Critical Gamification

The blurring of work and play, or of work and art, is a recurring utopian motif. But the blurring of work and play also describes a relatively new regime of precarious work, whose management includes an increased intensity of automated processes.


Against such algorithmic governmentality, I'm interested in rehabilitating the critical and utopian possibilities of gamification, embracing the potential for any situation to absorb and to be transformed by play. Gamification need not be merely about driving engagement, but about the broadest possible range of potential affective and cognitive alchemy. 

How do we imagine the future? How do we imagine transition to a net zero global economy? Might storytelling and play be ways of addressing the deep uncertainties associated with climate change, helping us to expand how we take decisions beyond traditional risk management frameworks? When we are given space to imagine our "own" stories, how might the building blocks we reach for already come with their own assumptions? What competing claims do development and post-development discourse make on our collective imaginaries?

Kampala Yénkya is a storytelling game developed in collaboration with science fiction writer Dilman Dila, along with Polina Levontin, Maurice Ssebisubi, Jana Kleineberg, Bright Nkrumah and others. It aims to hold open a space for exploring climate uncertainty, and imagining a plurality of different future paths for Kampala, Uganda, and the world.

Connections (2018) is a storytelling game and scenario exploration tool, aimed to facilitate transdisciplinary understanding. It was initially developed for a day-long workshop bringing together scientists, fiction writers, and humanities scholars. Connections offers a framework for collaborative, narrative exploration of emerging risks and opportunities associated with technological, ecological, and social change in a complex, interconnected world, where information is often limited and uncertain. 


Connections can also be focused on specific problems. The key component of the game is a set of prompts in four categories, which is currently available as a Google sheet; to adapt the game to tell stories about particular scenarios, actors, or technological issues or innovations, make a copy of the sheet and populate it with your own relevant prompts. Please feel free to download and use the Connections rules; I would also be interested in opportunities to continue to iterate and develop it in research, innovation, and grassroots contexts.
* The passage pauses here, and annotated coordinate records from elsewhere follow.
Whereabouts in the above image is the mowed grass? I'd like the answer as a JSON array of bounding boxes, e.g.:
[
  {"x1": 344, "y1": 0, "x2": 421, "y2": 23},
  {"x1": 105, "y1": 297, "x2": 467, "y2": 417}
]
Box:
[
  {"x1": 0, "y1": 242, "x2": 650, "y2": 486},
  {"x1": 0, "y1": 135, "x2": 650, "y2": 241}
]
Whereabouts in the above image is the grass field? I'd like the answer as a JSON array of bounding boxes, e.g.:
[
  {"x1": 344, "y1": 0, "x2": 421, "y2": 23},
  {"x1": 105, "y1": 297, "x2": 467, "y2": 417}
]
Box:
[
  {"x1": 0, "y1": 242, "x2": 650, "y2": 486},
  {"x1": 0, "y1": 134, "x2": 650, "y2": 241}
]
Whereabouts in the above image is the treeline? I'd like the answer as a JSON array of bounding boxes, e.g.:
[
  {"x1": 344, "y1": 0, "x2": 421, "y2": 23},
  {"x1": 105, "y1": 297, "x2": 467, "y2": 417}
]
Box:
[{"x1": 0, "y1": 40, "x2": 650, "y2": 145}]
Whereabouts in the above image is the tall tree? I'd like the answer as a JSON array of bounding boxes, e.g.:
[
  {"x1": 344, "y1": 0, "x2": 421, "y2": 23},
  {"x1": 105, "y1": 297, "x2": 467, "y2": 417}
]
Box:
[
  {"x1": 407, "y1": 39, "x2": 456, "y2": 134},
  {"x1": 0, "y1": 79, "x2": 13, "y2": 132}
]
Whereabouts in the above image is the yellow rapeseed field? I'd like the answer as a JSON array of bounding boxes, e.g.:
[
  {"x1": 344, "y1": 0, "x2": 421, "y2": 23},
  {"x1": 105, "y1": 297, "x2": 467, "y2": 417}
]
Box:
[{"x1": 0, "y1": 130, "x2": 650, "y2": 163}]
The Shrike & The Ink is a collaborative multimedia work-in-progress exploring utopias, dreams, sparks, viruses, glimpses, morphologies and procedural generation. It includes the tabletop roleplaying game The Shrike, the digital game Strange Cities, and the music project THE INK, a collaboration with Holly Taymar, Zoe Wynns, and other musicians, writers, artists and producers.

The Sputnik Award (2016) used procedurally-generated storytelling to think through the form and function of literary prizes, and reimagine the role of the ludic and the agonistic in digital democracy.

Procedural generation, chance procedures, and theatrical improvisation are at the heart of tabletop roleplaying games. What happens when you use them reflexively, to generate new games? RPG generator (2020) is a prototype, made in Twine, which explores just this question.